BC’s region of the Cariboo, named after the woodland caribou, is wild and inspires a sense of adventure. With sweeping plains stretching in all directions, lakes dot the landscape, rivers are wide, water is fresh, and history runs deep. Guest ranches are the accommodation of choice, with camping under the open skies a close second. Gold may have shaped these lands in the 1800s, but the real jewel here is the natural environment.
Cariboo country stretches from Cache Creek in the south, to north past Quesnel to Hixon and Stoner. It is bordered by the picturesque Cariboo Mountains in the east and the Fraser River to the west, making it home to diverse wildlife and a variety of terrain.
There’s plenty to explore here, from the more heavily forested North Cariboo, to the South Cariboo with its rolling grasslands, semi-arid desert, tranquil lakes, and granite-walled river gorges. The Central Cariboo’s geography ranges from a rare inland rainforest to lava-formed canyons.
Drop a line and go fishing, or launch a boat for some paddling; explore the area on foot, or opt to cover the terrain with speed on a mountain bike. Whatever your style and desired pace, this area of the”Land Without Limits” offers options that truly are limitless.
Horseback riding is also a popular activity here and very much part of the culture, making guest ranches and lakeside resorts a popular draw to the area. Fishing resorts, tour operators, and lodges also facilitate a variety of ways to explore a variety of terrain, with guided adventures to the Cariboo’s many lakes and trails.
Bowron Lakes Provincial Park is a well-known chain of lakes that impresses with its scale and diverse scenery, as well as opportunities for wildlife viewing (moose are commonly sighted right in the water). The whole circuit can be paddled and portaged in seven to 10 days, or you can tackle the west-side lakes in less than three days, if you’re looking for a shorter challenge.

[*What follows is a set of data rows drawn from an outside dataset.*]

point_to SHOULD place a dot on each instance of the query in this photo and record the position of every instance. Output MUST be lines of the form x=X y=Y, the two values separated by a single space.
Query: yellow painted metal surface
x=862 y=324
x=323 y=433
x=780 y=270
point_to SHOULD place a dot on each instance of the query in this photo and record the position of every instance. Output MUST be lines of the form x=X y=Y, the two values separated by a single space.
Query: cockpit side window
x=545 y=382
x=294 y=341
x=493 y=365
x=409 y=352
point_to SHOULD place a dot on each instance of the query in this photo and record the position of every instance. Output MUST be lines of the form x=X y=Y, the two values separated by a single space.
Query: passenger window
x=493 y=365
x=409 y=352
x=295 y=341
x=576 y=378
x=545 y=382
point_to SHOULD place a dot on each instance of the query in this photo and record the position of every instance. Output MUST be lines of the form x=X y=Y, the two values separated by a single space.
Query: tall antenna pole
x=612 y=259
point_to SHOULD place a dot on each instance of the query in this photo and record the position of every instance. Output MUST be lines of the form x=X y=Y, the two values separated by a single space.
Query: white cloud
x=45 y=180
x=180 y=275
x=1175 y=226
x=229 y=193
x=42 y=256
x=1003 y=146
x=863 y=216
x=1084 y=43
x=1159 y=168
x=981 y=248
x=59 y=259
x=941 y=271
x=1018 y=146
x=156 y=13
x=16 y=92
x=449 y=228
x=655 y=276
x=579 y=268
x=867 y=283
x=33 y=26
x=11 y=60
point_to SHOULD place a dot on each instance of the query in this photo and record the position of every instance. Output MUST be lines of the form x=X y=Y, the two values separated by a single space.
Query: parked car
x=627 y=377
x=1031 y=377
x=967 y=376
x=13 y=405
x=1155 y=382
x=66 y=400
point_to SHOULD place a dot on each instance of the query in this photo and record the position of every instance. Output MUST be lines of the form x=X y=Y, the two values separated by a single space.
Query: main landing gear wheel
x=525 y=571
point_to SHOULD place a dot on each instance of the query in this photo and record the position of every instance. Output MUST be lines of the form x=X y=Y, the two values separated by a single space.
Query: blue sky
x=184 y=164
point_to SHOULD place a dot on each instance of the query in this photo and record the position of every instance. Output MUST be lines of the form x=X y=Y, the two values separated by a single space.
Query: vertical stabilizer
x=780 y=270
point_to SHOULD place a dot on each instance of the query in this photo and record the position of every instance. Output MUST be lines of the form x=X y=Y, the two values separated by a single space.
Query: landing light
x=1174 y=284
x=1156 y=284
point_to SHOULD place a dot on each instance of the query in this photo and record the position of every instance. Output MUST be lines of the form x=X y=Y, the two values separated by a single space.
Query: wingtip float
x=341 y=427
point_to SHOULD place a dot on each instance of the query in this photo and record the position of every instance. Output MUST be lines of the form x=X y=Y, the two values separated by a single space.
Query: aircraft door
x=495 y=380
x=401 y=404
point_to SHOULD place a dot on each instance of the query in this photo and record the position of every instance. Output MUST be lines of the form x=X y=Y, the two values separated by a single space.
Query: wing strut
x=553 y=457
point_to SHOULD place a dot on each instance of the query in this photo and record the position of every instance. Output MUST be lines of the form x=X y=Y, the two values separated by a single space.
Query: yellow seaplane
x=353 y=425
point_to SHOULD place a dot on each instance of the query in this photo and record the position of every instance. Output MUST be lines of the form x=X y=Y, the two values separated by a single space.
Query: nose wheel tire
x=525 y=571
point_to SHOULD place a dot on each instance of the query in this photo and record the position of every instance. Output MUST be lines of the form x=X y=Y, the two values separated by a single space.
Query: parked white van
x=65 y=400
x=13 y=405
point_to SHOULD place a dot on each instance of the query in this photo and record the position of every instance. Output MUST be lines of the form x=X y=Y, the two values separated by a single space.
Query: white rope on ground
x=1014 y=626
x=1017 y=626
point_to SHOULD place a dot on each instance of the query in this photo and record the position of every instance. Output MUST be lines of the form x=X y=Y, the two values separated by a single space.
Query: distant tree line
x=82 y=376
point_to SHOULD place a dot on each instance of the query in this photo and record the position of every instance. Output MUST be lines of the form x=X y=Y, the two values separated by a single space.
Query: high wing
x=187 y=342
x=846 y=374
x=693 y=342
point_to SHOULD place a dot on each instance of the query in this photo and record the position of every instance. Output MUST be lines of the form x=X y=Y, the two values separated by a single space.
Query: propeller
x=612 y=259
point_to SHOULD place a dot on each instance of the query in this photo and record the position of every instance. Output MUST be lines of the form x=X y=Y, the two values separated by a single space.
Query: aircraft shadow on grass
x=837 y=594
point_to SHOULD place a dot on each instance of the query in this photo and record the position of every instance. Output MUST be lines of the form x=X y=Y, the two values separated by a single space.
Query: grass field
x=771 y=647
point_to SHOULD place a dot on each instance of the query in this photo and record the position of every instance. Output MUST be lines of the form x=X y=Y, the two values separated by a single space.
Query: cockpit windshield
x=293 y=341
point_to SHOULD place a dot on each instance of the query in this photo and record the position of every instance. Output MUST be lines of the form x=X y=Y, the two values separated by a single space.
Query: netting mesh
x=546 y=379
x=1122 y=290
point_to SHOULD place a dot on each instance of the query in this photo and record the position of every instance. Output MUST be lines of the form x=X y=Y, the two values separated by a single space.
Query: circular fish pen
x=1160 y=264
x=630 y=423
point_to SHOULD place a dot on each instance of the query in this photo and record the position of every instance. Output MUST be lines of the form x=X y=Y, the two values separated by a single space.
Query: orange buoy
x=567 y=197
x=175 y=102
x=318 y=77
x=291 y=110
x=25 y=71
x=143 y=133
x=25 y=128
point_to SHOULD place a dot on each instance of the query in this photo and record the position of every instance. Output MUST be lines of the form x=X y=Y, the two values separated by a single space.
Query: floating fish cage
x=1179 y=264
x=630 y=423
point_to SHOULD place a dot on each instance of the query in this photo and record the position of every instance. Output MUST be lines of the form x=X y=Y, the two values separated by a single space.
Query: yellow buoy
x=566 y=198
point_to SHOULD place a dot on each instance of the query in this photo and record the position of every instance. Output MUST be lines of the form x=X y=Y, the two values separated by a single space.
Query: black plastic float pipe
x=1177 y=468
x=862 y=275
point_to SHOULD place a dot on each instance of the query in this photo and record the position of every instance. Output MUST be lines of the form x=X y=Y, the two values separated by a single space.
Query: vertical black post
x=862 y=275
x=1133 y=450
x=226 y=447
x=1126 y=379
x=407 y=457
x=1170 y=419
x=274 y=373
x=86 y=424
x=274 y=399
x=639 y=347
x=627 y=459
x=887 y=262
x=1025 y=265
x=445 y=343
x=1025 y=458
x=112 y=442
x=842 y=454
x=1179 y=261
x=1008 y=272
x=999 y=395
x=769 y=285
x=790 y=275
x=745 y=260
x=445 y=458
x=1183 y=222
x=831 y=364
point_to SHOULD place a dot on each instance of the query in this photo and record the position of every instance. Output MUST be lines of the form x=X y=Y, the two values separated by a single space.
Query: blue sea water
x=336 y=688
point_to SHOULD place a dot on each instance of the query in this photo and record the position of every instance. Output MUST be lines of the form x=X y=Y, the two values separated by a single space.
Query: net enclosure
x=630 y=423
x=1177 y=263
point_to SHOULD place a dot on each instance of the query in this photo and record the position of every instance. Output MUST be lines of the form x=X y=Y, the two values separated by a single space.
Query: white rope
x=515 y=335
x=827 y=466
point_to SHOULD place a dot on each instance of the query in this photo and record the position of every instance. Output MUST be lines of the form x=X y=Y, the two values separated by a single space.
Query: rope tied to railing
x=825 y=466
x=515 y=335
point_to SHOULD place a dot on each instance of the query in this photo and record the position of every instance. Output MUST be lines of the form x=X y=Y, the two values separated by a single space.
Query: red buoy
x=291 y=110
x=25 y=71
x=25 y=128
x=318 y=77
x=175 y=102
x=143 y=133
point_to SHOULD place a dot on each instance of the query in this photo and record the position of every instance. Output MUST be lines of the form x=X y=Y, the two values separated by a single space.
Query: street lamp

At the junction of Highway 97 and Highway 99 near Cache Creek, you’ll find one of the few accessible sections of the original Cariboo Waggon Road at Historic Hat Creek Ranch (closed for the 2020 season). A visit to Clinton and the museum in town will give you a feel for what life might have been like in the 1800s. Further north, 108 House Ranch is a beautiful heritage site of many restored buildings, including an old church, and 100 Mile House has a bustling town centre.
Past Williams Lake, Soda Creek is home to a cultural experience at the Xatśūll Heritage Village, which offers stays in teepees and traditional kikule pit houses and offers programs where you can learn about Northern Secwepemc culture and this unique area along the Fraser River. East of Quesnel, towards Horsefly (near the river where the first gold discovery in the Cariboo was made back in 1859), near the historic town of Likely, you’ll find Quesnelle Forks, a restored ghost town on the banks of the Cariboo and Quesnel rivers.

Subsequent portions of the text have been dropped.